Keep in mind I consider myself a feminist theorist.

…But What If the Voices Aren’t There?

I’m not claiming that this is true, but for argument’s sake let’s say that the top 10 directors in genre really are male. Let’s just say that the best of the best truly are men.

What happens then? Does feminism require that we discredit their voices and gaze because, patriarchy?

Not so fast. It’s pretty well established and accepted in Third Wave theory that the destruction of the masculine does nothing but destroy men, not lift up women. Tearing down the things that men have done does not inherently make room for women.

There are female directors out there. Pet Semetary was directed by Mary Lambert. American Mary is making the rounds as one of the best new indie pieces and was directed by the Soska twins. (For some reason I got it in my head that Ridley Scott was female for like two days but we won’t go there…) And…

Well, that’s the problem, isn’t it? Where are the other female directors?

So Where Are They?

What happens when women just don’t want to director horror, or just haven’t been at it long enough to have reached ‘master’ status? It’s not enough to just be making horror, you have to actually be good at it. I’m not suggesting that women aren’t capable of directing it-that’s just not true.

But just as a thought experiment, is it any better to start pressuring women into the director’s chair because it’s a man’s game? It is possible that they just don’t want to take on the role? It is possible that we’re actually silencing the experience of women in horror by spending too much time criticizing what they’re not doing and not examining what they are doing.

(I need to point out All Thing Horror’s entry again here-there’s an entire paragraph full of female directors listed. However, I think that the point regarding the apparent invisibility of female directors is still valid.)

Again, Where are They?

Maybe part of the problem is that we’re looking at the wrong area of genre. If you’re looking only at Hollywood, you’re missing out on a huge amount of territory.

The Indie scene is massive right now with the rise of the crowdfunding movement, the Internet, blogging, and other unconventional techniques. And, a lot of that material is being generated by women. As stated above, the Soska twins are on fire right now. Perhaps, interestingly enough, our norms regarding the freak-out about gendered norming is actually keeping us from finding the areas of society where the norms are being torn down (oh say it ain’t so, the same problems that we always have with seeing change are at play here? You mean counterculture…runs counter to the main culture?)

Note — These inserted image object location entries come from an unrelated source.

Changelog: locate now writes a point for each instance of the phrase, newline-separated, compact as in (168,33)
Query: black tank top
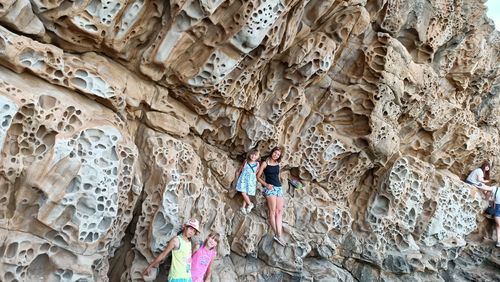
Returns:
(272,174)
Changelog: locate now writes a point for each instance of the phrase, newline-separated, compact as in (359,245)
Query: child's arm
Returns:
(482,180)
(485,187)
(208,274)
(259,176)
(241,168)
(174,243)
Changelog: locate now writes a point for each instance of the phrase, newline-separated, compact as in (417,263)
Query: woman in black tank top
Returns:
(273,192)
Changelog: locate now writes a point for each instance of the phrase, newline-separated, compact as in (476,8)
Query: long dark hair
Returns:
(486,172)
(250,153)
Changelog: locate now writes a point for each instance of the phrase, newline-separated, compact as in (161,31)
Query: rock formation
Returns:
(119,120)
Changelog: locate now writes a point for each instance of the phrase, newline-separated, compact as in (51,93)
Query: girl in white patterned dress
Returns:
(247,180)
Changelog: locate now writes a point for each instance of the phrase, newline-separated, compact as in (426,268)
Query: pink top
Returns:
(200,262)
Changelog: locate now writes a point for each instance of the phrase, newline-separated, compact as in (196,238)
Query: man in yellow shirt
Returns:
(180,246)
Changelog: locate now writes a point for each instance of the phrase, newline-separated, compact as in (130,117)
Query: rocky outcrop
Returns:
(121,119)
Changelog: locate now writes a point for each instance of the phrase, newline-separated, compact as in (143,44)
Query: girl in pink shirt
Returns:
(201,262)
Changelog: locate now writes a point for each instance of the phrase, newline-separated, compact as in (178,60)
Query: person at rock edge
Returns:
(181,248)
(273,192)
(247,179)
(480,176)
(201,263)
(496,194)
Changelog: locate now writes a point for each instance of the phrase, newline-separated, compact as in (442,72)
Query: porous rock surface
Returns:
(119,120)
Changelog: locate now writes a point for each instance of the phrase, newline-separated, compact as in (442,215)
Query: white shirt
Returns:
(497,199)
(474,176)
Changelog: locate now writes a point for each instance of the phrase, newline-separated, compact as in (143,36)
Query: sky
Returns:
(494,12)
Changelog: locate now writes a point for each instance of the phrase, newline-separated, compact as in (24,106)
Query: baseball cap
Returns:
(193,222)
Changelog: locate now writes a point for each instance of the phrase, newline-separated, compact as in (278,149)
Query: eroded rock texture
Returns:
(119,120)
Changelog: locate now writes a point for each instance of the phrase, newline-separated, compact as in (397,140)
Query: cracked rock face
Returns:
(119,120)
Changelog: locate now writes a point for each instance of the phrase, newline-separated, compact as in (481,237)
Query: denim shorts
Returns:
(277,191)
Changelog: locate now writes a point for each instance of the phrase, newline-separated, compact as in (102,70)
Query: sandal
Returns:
(277,239)
(243,210)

Finally, keep in mind as well that there’s no reason that a- men can’t be feminist and b-just because they are the empowered actors men don’t have anything worthy to say about women. It’s been suggested that one of the best ways to read Alien is to see it as the masculine fear of childbirth. That can have some really interesting implications on the role of women in society; maybe it’s not entirely a positive implication, but it’s still worth examining what both genders think about themselves and each other.